Taken together, these studies leave little doubt that living near Love Canal had negative effects on reproduction, development, growth and health of children. [6] Researchers from the National Academy of Sciences recently reviewed these studies and validated their conclusions. [7]

Studies of a population of wild rodents at Love Canal [8] also revealed significant effects on growth and longevity. Rowley and others studied the natural population of voles in area I immediately adjacent to the dump, in area II close to the dump, and area III about one kilometer (0.6 miles) away. Voles are small mouse-like mammals. The average life expectancy after weaning for voles in areas I and II was 23.6 and 29.2 days, respectively, compared to 48.8 days for the control animals in area III. Liver and adrenal gland weights among female voles, and seminal vesicle weights in males, were significantly reduced in area I compared to area III. Chlorinated hydrocarbons such as hexachlorocyclohexane were measurable in voles from area I and II but not from Area III.
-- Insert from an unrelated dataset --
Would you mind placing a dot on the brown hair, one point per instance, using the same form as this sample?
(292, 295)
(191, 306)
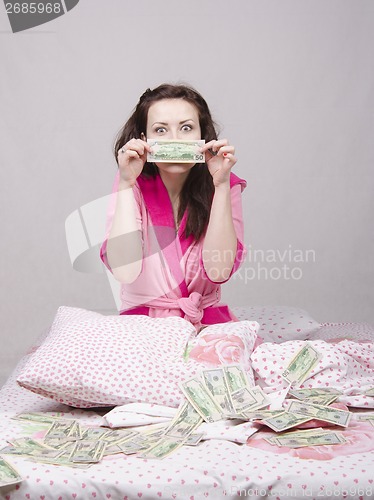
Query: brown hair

The 42 million pounds of chemicals have never been removed from Love Canal. Instead, a clay "cap" was placed over the dump to try to keep rain out, to reduce the tendency for the chemicals to move through the soil. Surface soils were scraped away and placed in another "capped" chemical dump. Now Governor Mario Cuomo has given his personal approval to a plan to move poor families back into homes near Love Canal. Evidently, the purpose of the plan is to broadcast a message across America, a message developed by the chemical industry and sanctioned by leading politicians of both parties: "Love Canal is safe even though it was never cleaned up. Chemical dumps are something our children can live with." If the evident ignorance of science writers and scientists is any indication, the plan is working.

--Peter Montague, Ph.D.

 [1] New York State Office of Public Health, and Governor's Love Canal Interagency Task Force. LOVE CANAL: PUBLIC HEALTH TIME BOMB. Albany, NY: New York State Office of Public Health, 1978.

[2] Nicholas J. Vianna and Adele K. Polan, "Incidence of Low Birth Weight Among Love Canal Residents," SCIENCE Vol. 226 No. 4679 (December 7, 1984), pgs. 1217-1219.

[3] Beverly Paigen and others, "Growth of Children Living Near the Hazardous Waste Site, Love Canal," HUMAN BIOLOGY Vol. [59] (June, 1987), pgs. 489-508.

[4] Lynn R. Goldman and others, "Low Birth Weight, Prematurity and Birth Defects in Children Living Near the Hazardous Waste Site, Love Canal." HAZARDOUS WASTE & HAZARDOUS MATERIALS Vol. 2 No. 2 (1985), pgs. 209-223.

[5] Beverly Paigen and others, "Prevalence of Health Problems in Children Living Near Love Canal," HAZARDOUS WASTE & HAZARDOUS MATERIALS Vol. 2 No. 1 (1985), pgs. 23-43.

[6] Beverly Paigen and Lynn R. Goldman, "Lessons from Love Canal, New York, U.S.A: The role of the public and the use of birth weights, growth, and indigenous wildlife to evaluate health risk," in J.B. Andelman and D.W. Underhill, editors, HEALTH EFFECTS FROM HAZARDOUS WASTE SITES (Chelsea, MI: Lewis, 1987), pgs. 177-192.

[7] Anthony B. Miller and others, ENVIRONMENTAL EPIDEMIOLOGY VOL. 1; PUBLIC HEALTH AND HAZARDOUS WASTES (Washington, DC: National Academy Press, 1991).

[8] M.H. Rowley and others, "Use of small mammals (voles) to assess a hazardous waste site at Love Canal, Niagara Falls, New York," ARCHIVES OF ENVIRONMENTAL CONTAMINATION AND TOXICOLOGY Vol. 12 (1983), pgs. 383-397.